Jakarta, IDN Times - Hubungan China dan Filipina kembali memanas setelah terjadi ketegangan dalam sebuah forum pertahanan di Seoul. Perselisihan itu bermula ketika Menteri Pertahanan Filipina Gilberto Teodoro Jr. menerima pesan dari pihak China saat sedang mengikuti panel diskusi. Isi pesan tersebut kembali menegaskan penolakan Beijing terhadap putusan arbitrase Laut China Selatan pada 2016 yang memenangkan posisi Manila.
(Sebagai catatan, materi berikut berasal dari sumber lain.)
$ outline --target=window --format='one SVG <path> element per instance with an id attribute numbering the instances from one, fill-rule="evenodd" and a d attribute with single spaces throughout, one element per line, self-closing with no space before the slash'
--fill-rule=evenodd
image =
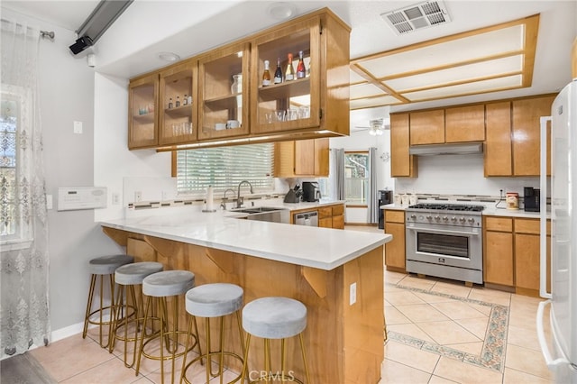
<path id="1" fill-rule="evenodd" d="M 344 152 L 344 198 L 349 206 L 366 206 L 369 191 L 369 152 Z"/>
<path id="2" fill-rule="evenodd" d="M 212 186 L 224 192 L 249 180 L 254 192 L 274 190 L 274 145 L 271 143 L 177 151 L 179 195 L 201 194 Z"/>

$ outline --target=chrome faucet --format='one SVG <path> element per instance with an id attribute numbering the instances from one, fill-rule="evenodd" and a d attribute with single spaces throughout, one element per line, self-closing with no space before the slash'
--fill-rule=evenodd
<path id="1" fill-rule="evenodd" d="M 224 210 L 226 210 L 226 192 L 231 191 L 233 193 L 234 193 L 234 189 L 233 188 L 228 188 L 224 191 L 224 196 L 223 197 L 223 201 L 220 203 L 220 207 L 223 208 Z"/>
<path id="2" fill-rule="evenodd" d="M 243 206 L 243 202 L 244 199 L 241 199 L 241 186 L 243 184 L 248 184 L 249 187 L 251 187 L 251 193 L 254 193 L 252 192 L 252 185 L 248 181 L 248 180 L 243 180 L 240 183 L 238 183 L 238 191 L 236 193 L 236 207 L 240 208 L 241 206 Z"/>

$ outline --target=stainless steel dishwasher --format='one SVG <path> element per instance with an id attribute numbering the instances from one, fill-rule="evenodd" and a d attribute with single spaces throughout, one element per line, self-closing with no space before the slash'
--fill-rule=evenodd
<path id="1" fill-rule="evenodd" d="M 295 214 L 295 224 L 318 226 L 318 212 L 311 211 Z"/>

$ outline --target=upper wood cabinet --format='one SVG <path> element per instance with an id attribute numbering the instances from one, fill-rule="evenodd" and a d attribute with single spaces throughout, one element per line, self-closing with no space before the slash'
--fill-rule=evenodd
<path id="1" fill-rule="evenodd" d="M 390 176 L 417 177 L 417 160 L 408 154 L 408 114 L 390 115 Z"/>
<path id="2" fill-rule="evenodd" d="M 129 149 L 349 134 L 350 32 L 324 8 L 131 80 Z M 264 60 L 273 77 L 279 59 L 284 75 L 288 55 L 297 69 L 300 51 L 304 78 L 262 86 Z"/>
<path id="3" fill-rule="evenodd" d="M 326 129 L 348 134 L 349 27 L 329 12 L 283 25 L 252 41 L 251 133 Z M 296 71 L 301 51 L 306 74 L 288 80 L 288 57 Z M 271 78 L 280 61 L 282 82 L 262 86 L 265 60 Z"/>
<path id="4" fill-rule="evenodd" d="M 511 102 L 485 105 L 487 140 L 484 151 L 485 176 L 511 176 Z"/>
<path id="5" fill-rule="evenodd" d="M 485 105 L 467 105 L 444 110 L 445 142 L 485 140 Z"/>
<path id="6" fill-rule="evenodd" d="M 249 133 L 249 43 L 233 44 L 198 59 L 198 139 Z"/>
<path id="7" fill-rule="evenodd" d="M 128 86 L 128 149 L 158 145 L 159 74 L 131 80 Z"/>
<path id="8" fill-rule="evenodd" d="M 309 139 L 276 142 L 276 178 L 328 177 L 328 139 Z"/>
<path id="9" fill-rule="evenodd" d="M 512 102 L 513 173 L 539 176 L 541 116 L 551 115 L 554 96 L 523 98 Z M 547 148 L 551 142 L 547 130 Z M 551 156 L 547 153 L 547 175 L 551 175 Z"/>
<path id="10" fill-rule="evenodd" d="M 197 139 L 197 62 L 185 61 L 160 73 L 159 144 Z"/>
<path id="11" fill-rule="evenodd" d="M 410 113 L 410 144 L 444 142 L 444 110 Z"/>

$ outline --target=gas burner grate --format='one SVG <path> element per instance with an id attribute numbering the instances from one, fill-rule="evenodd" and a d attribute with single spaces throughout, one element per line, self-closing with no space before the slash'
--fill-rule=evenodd
<path id="1" fill-rule="evenodd" d="M 481 212 L 485 209 L 484 206 L 469 206 L 465 204 L 435 204 L 419 203 L 408 206 L 411 209 L 438 209 L 444 211 L 472 211 Z"/>

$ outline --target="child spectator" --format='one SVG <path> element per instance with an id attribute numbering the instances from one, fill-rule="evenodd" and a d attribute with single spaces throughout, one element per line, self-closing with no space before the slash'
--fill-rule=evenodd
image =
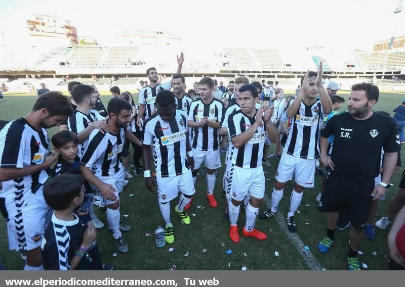
<path id="1" fill-rule="evenodd" d="M 45 270 L 103 270 L 96 228 L 72 213 L 82 205 L 84 189 L 83 178 L 76 174 L 61 174 L 45 183 L 44 197 L 55 210 L 41 245 Z"/>

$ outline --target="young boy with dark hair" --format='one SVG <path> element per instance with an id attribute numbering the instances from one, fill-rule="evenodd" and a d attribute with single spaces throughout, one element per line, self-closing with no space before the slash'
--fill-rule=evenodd
<path id="1" fill-rule="evenodd" d="M 81 176 L 82 172 L 79 168 L 80 158 L 77 156 L 79 144 L 77 135 L 69 130 L 62 130 L 56 133 L 52 137 L 51 140 L 55 152 L 59 155 L 58 157 L 58 161 L 51 173 L 51 177 L 54 177 L 65 173 L 78 174 Z M 90 198 L 90 204 L 89 205 L 90 212 L 81 216 L 80 219 L 85 223 L 91 220 L 96 228 L 102 228 L 104 226 L 104 223 L 100 221 L 94 214 L 92 196 L 93 189 L 87 180 L 84 181 L 84 185 L 86 196 L 90 196 L 89 194 L 92 194 L 92 196 Z M 94 222 L 96 220 L 99 221 L 98 224 L 96 224 Z M 101 224 L 100 224 L 100 223 Z"/>
<path id="2" fill-rule="evenodd" d="M 83 202 L 84 189 L 83 178 L 76 174 L 61 174 L 45 183 L 44 197 L 55 210 L 41 244 L 45 270 L 103 270 L 94 225 L 73 213 Z"/>

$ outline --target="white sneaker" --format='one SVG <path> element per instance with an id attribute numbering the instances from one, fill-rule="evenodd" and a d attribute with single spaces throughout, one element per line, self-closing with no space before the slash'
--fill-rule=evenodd
<path id="1" fill-rule="evenodd" d="M 318 195 L 316 196 L 316 202 L 319 202 L 320 201 L 321 196 L 322 196 L 322 193 L 318 193 Z"/>
<path id="2" fill-rule="evenodd" d="M 99 229 L 104 227 L 104 224 L 98 218 L 95 217 L 92 219 L 92 222 L 94 224 L 94 227 L 96 228 Z"/>
<path id="3" fill-rule="evenodd" d="M 126 178 L 131 179 L 131 178 L 134 178 L 134 176 L 131 174 L 131 172 L 129 170 L 126 170 L 124 173 L 124 174 L 125 175 Z"/>
<path id="4" fill-rule="evenodd" d="M 392 220 L 390 220 L 388 219 L 388 217 L 384 216 L 381 217 L 381 219 L 376 222 L 375 225 L 376 227 L 379 229 L 385 230 L 386 229 L 387 229 L 387 226 L 390 225 L 391 223 L 392 223 Z"/>

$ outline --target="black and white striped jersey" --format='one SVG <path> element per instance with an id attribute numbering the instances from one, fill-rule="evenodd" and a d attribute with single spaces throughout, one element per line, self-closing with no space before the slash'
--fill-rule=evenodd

Teodoro langsung membalasnya secara terbuka dengan menuding China melakukan tekanan, intimidasi, dan agresi di kawasan tersebut. Situasi ini kemudian memicu respons keras dari Beijing dan menambah panjang daftar persoalan antara kedua negara.

Kalau kamu ingin tahu bagaimana insiden ini bisa membuat hubungan China dan Filipina kembali memanas, simak penjelasannya pada uraian berikut.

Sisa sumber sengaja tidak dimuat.